For five undergraduate women, talking openly about pads and tampons is no cause for shame. The words merely represent items all women need. Period.

Working to reverse the stigma surrounding feminine hygiene products while also helping the local homeless community, the Do Good Challenge group No Taboo. Period. has collected more than 2,700 pads and tampons and about $300 for a women’s shelter in Washington.

“When you ask people, ‘What do you normally donate to the homeless?’ how many times have you heard them say pads and tampons?” said team member Urooj Fatima. “When you realize the severity of the situation, it’s actually so important.”

The women collected products and money outside McKeldin Library Wednesday for the largest event of their campaign, which began in mid-March. They more than doubled the donations they received from previous presentations and bins around the campus.

On Monday, the No Taboo. Period. group made it to the semifinals of the fourth annual Do Good Challenge, an eight-week competition among 69 teams that’s aimed at encouraging students to participate in philanthropy.

They will present their latest successes and plans Thursday, in the hopes of becoming one of the top three teams in the final competition April 28. The first-place winners will receive $5,000 for their chosen cause.

Senior Megan Hadley said she came up with the idea to donate pads and tampons to a local shelter after reading about the issue and when she volunteered at Washington’s N Street Village.

N Street Village is a community for homeless and low-income women that provides a range of services including housing, hot meals, health care and necessary feminine products, said Megan McKinley, the group’s donor relations manager.

“When you’re a regular girl having your period, there are things you need,” McKinley said. “When you’re homeless, that doesn’t change. These products are very important to help women with basic needs as well as self-respect.”

Hadley, a physiology and neurobiology major, said pads and tampons are not only necessary, but they are vital to a woman’s health. Not having access to feminine products, or using one for too long, can be detrimental, she said.

“The health risks are kidney infections, urinary tract infections, toxic shock syndrome, which can lead to death,” said Hadley, the No Taboo. Period. team leader. “I don’t think people are aware.”
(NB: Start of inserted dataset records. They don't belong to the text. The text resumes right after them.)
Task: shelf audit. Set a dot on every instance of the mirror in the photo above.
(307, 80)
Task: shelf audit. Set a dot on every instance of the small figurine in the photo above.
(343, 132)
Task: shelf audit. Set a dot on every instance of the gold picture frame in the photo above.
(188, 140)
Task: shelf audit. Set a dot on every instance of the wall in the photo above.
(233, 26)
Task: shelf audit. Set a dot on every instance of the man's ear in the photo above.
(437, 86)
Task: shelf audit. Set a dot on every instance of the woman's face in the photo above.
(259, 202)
Initially, the team of women set out to collect 500 products, but they quickly reached that goal and extended to 1,000 — which their event Wednesday helped them surpass.
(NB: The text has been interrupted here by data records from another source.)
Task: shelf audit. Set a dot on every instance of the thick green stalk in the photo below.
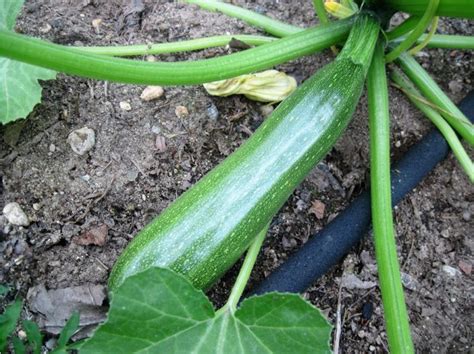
(415, 33)
(406, 26)
(76, 62)
(445, 41)
(445, 129)
(396, 317)
(453, 8)
(244, 273)
(272, 26)
(320, 11)
(435, 94)
(176, 47)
While the women said they were met overwhelmingly with positive reactions to their project, they did struggle to reach the male population, Fatima said. By collecting money, not just products, the team gave men a better chance to donate to the cause.

“All the males we talked to, they definitely thought it was a problem that seemed important, but they just had never thought about it,” said Fatima, a sophomore community health major.
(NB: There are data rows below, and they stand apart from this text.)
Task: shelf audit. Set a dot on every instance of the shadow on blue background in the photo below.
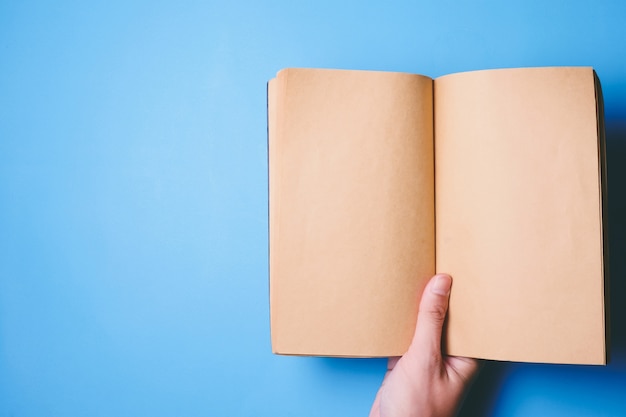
(518, 389)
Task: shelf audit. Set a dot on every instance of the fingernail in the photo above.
(442, 285)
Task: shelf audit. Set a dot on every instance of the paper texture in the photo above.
(519, 219)
(351, 210)
(379, 180)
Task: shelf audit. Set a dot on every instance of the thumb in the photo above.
(432, 314)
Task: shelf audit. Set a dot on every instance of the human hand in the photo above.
(423, 382)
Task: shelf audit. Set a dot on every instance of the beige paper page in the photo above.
(519, 223)
(351, 210)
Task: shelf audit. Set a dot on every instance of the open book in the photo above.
(378, 180)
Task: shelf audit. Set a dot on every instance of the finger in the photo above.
(432, 314)
(391, 362)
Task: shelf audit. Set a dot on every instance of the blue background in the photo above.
(133, 197)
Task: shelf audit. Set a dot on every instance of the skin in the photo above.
(424, 382)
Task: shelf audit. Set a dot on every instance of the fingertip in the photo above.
(441, 284)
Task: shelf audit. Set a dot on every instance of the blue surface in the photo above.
(133, 197)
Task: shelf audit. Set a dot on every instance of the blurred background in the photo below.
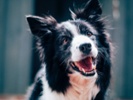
(19, 57)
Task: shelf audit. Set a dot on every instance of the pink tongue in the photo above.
(86, 64)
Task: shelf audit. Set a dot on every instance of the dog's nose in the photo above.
(85, 48)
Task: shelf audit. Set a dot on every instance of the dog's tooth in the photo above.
(83, 70)
(94, 67)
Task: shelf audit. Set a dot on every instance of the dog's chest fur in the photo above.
(80, 89)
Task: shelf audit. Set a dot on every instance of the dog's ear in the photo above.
(91, 11)
(40, 26)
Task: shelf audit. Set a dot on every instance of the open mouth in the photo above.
(84, 66)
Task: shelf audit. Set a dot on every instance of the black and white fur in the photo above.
(59, 44)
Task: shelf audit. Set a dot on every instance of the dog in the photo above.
(75, 56)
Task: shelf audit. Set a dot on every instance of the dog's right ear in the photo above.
(40, 26)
And engaging students in conversation is the best way to take away the stigma surrounding the subject, said Nicole Lang, a member of No Taboo. Period.

One product costs about 25 cents, Lang said. The group will continue collecting products and money through May, and at the end of the collection process, they will visit N Street Village to make their final donation.

“It’s one thing to raise money,” said Lang, a senior criminology and criminal justice and psychology major, “but it’s another to really interact with people and meet them on a personal level and see who you are truly impacting.”